Am nächsten Tag ging ich durch den Raum und betrachtete die kleinen Plastikaufkleber mit Sternen, die überall an der Decke klebten. Ich bemerkte zwei davon direkt über meinem Bett. Aus irgendeinem Grund haben wir diese beiden Sterne zusammengelegt, getrennt von den anderen. Tränen füllten meine Augen, als ich bemerkte, dass das eine blau und das andere gelb war. Blau für meinen Vater, der vor sechs Jahren starb. Blau für die blau karierten Hemden, die er immer trug. Gelb für meine Mutter, die zwei Jahre nach ihm starb. Gelb für die Sonnenblumen, ihre Lieblingsblume.

Jetzt, 15 Monate nach meiner Operation, sage ich jede Nacht, wenn ich ins Bett krieche und an die Decke schaue, zu meinen Sternen Hallo zu meiner Mutter und meinem Vater und lächle. Können sie mich hören? Vielleicht. Aber selbst wenn sie es nicht können, fühle ich mich besser, wenn ich ihnen sage, dass es mir gut geht. Das sage ich mir auch.

In diesem einen Moment am Ende eines jeden Tages, unter dem Rosendruckbogen, den ich bei einem Immobilienverkauf bekommen habe, und der Steppdecke, die meine Schwiegermutter für meinen Mann gemacht hat, als er in der High School war, geht es mir gut.

Egal wie schlimm der Tag war, mir geht es gut. Ich erinnere mich daran, dass ich selbst dann, wenn ich mir an diesem Morgen sagte, dass ich nach der Arbeit Sport treiben würde, nach Hause kam und mir stattdessen Hallmark-Filme ansah, dass es mir gut geht. Auch wenn die Arbeit hektisch war und ich nicht alles geschafft habe, geht es mir gut. Auch wenn die Sorge um meine „erwachsenen“ Kinder in meinem Kopf nicht aufhört zu rasen, geht es mir gut.

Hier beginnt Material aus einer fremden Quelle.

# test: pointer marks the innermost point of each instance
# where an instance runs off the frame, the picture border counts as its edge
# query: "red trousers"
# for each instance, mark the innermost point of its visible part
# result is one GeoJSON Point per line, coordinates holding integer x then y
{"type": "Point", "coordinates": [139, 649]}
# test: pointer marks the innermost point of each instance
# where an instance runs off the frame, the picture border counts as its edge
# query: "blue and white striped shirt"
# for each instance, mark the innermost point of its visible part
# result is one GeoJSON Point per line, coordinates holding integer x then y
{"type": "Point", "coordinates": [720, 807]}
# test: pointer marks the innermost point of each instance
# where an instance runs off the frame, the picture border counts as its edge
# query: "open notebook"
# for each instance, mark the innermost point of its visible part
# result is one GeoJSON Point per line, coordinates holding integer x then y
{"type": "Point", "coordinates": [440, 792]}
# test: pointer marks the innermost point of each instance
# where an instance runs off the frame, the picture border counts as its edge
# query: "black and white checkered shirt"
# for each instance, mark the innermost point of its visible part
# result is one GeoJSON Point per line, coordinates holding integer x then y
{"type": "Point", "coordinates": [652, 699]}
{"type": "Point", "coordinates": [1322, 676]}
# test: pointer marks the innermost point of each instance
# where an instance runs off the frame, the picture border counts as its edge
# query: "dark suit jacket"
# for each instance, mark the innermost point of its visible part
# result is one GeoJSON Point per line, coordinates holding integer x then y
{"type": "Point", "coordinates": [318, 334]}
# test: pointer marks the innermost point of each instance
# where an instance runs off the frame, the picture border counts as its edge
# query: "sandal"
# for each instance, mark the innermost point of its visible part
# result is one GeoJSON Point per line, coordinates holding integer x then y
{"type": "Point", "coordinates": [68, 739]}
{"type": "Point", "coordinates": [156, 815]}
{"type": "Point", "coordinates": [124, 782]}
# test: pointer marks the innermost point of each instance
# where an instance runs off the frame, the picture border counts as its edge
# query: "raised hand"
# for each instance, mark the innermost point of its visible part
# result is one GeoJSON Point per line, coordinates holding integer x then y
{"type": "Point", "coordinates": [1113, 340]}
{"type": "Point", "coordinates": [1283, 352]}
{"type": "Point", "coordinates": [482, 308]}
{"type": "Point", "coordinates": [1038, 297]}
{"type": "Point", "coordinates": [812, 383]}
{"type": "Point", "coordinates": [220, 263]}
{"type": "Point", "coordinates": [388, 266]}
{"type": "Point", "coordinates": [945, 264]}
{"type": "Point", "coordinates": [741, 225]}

Ich gebe mir diese Momente, weil ich sie brauche. Sie erinnern mich daran, dass ich eine 100-prozentige Erfolgsquote im Umgang mit schwierigen Tagen habe und egal, was der nächste Tag bringt, in diesem Moment geht es mir gut. Ich bin zufrieden. Ich weiß, was auch immer passiert, gut oder schlecht, ich kann damit umgehen.

Die Sterne in der Nacht erinnern mich daran, einfach zu sein – nach oben zu starren, einzuatmen, alles loszulassen. Sie erinnern mich daran, dankbar zu sein, dass ich ein Bett habe, in dem ich schlafen kann, ein Zuhause, in dem ich sicher bin, Essen, einen Job, eine starke Ehe, die getrennte Betten überleben kann, und die Möglichkeit, morgen alles noch einmal zu machen.

Und am Ende dieses Tages werde ich wieder zu diesen Sternen aufblicken und wissen, dass ich so viel durchgemacht habe und gestärkt daraus hervorgegangen bin. Mir geht's gut.